Ivan Sen’s Limbo and Rolf de Heer’s The Survival of Kindness will be in the mix for the Golden Bear at the Berlin Film Festival next month, the first Australian films to screen in the official competition since 2006’s Candy.
The two films from the Australian auteurs form part of an 18 strong international line-up, with the jury to be overseen by Kristen Stewart.
Both filmmakers have been in Berlin’s official competition before, Sen with Beneath Clouds in 2002, winning the Piper Heidsieck New Talent Award and the Premiere First Movie Award, and de Heer with Alexandra’s Project in 2003.
The festival will serve as the world premiere for Sen’s seventh feature film, Limbo, a neo-western whodunnit starring Simon Baker, Rob Collins, Natasha Wanganeen, and Nicholas Hope.
Produced by Bunya Productions, it follows Travis Hurley (Baker), a detective who arrives in a small outback town to investigate a 20-year-old unsolved murder of a local Aboriginal girl.
Forming bonds with the victim’s fractured family, Travis unravels a series of hard truths, highlighting the complexities of loss and injustice experienced by First Nations Australians.
Known for juggling multiple hats, Sen is not only writer, director, editor, cinematographer and composer on the feature film, but also co-producer alongside Bunya’s David Jowsey and Greer Simpkin, and Rachel Higgins. Elaine Crombie is associate producer.
De Heer’s The Survival of Kindness first premiered at the Adelaide Film Festival in October.
It tells the story of BlackWoman (Mwajemi Hussein), who is abandoned in a cage in the middle of the desert.
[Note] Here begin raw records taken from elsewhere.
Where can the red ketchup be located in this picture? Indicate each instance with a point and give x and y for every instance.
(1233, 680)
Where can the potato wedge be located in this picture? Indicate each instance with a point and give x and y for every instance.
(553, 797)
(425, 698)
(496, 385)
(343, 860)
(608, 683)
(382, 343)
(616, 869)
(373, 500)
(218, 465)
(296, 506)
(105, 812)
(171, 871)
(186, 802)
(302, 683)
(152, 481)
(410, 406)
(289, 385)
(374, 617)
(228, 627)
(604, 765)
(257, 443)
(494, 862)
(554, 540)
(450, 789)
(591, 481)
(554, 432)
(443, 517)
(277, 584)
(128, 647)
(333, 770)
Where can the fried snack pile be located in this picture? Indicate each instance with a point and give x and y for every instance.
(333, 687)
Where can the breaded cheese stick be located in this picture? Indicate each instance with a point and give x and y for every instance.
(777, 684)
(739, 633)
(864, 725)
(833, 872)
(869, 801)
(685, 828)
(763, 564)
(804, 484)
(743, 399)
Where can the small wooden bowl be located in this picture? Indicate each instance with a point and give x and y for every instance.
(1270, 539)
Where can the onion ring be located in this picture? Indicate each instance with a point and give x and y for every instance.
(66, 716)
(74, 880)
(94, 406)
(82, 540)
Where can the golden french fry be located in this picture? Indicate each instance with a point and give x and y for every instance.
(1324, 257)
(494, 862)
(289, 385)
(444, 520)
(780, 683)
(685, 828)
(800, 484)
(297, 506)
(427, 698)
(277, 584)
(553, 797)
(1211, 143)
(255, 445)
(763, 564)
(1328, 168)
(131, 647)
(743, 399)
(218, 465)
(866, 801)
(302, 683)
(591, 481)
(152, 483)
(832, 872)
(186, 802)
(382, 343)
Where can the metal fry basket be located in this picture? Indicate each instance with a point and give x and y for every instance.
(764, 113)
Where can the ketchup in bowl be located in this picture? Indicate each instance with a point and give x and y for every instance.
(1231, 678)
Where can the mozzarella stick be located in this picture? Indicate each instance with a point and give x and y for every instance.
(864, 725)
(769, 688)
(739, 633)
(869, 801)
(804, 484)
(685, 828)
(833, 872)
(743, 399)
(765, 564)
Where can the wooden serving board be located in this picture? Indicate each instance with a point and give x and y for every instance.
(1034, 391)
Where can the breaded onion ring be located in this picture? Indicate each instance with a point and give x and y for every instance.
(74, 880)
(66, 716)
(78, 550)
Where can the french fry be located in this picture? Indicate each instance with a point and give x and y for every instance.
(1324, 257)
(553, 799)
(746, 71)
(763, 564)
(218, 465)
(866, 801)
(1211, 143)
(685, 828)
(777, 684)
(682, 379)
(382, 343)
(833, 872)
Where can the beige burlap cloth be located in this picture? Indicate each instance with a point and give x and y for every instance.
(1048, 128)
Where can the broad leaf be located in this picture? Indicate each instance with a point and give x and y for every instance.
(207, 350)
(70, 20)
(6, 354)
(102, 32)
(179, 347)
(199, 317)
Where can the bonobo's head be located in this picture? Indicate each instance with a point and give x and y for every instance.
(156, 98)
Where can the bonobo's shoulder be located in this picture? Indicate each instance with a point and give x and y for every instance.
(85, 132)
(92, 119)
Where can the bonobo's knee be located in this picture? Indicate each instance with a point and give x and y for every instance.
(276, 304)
But BlackWoman escapes, journeying through pestilence and persecution, from desert to mountain and finally to city, on a quest for an unknown beginning.
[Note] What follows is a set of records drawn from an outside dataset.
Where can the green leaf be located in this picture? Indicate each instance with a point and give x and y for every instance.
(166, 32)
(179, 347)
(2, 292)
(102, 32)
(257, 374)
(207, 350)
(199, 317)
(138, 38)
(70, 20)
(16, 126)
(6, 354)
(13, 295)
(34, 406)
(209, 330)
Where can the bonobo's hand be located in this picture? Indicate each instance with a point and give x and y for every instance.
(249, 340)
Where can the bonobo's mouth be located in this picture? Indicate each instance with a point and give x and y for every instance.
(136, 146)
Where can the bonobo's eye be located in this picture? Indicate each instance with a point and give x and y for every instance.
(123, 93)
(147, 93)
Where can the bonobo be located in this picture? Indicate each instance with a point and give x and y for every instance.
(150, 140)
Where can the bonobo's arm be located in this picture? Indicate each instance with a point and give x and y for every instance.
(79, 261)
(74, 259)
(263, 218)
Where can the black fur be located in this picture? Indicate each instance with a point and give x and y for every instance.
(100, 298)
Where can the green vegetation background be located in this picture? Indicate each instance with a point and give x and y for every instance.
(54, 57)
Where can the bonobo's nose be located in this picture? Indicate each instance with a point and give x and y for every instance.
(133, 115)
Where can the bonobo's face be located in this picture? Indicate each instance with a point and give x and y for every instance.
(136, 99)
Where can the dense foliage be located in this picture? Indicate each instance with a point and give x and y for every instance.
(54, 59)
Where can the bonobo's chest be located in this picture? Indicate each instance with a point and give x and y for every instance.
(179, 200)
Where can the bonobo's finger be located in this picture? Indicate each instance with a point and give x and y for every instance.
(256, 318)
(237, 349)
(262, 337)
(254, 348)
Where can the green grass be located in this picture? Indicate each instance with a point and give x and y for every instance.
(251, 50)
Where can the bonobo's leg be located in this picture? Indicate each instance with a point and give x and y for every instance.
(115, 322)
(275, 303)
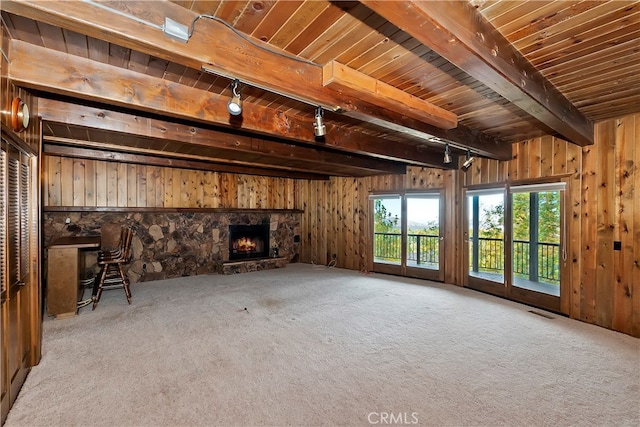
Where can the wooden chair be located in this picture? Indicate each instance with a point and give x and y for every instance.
(111, 262)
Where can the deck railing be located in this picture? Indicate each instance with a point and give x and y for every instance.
(424, 249)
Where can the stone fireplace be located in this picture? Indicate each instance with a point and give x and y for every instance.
(171, 243)
(248, 241)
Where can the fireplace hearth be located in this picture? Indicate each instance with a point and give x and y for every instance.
(248, 241)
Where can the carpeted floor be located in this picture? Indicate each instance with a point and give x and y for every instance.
(313, 346)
De Heer is the writer, director and producer via his company Vertigo Productions, alongside producer Julie Byrne of Triptych Pictures. The Survival of Kindness serves as the first HOD credit for a number of First Nations practitioners, including editor Isaac Coen Lindsay, production designer Maya Coombs and sound designer Adam Dixon-Galea.
Berlin’s official competition sees films in contention for the Golden Bear and Silver Bear Awards. Other films in the line-up this year include Matt Johnson’s BlackBerry, Christian Petzold’s Roter Himmel (Afire), Margarethe von Trotta’s Ingeborg Bachmann — Journey into the Desert, John Trengove’s Manodrome, and Philippe Garrel’s The Plough. Six of the 18 films are directed by women, and 11 are from filmmakers who have been at the festival before.
Other Australian projects screening in Berlin in other areas of the program include Jub Clerc’s Sweet As; Danny and Michael Philippou’s Talk to Me; Matchbox Pictures/Stan’s Bad Behaviour; short film Marungka Tjalatjunu (Dipped in Black), created by Yankunytjatjara artist Derik Lynch and artist Matthew Thorne, and Soda Jerk’s Hello Dankness. There will also be a retrospective screening of Muriel’s Wedding.
In a statement, Screen Australia CEO Graeme Mason congratulated all teams.
“It’s a real coup for Australia to have such strong representation across a range of categories at this prestigious festival, including new features, episodic drama, short film, and a retrospective. This is evidence of the wide scope of Australian filmmaking talent and the demand for our diverse stories in the international market,” he said.
Berlin Film Festival runs February 16-26.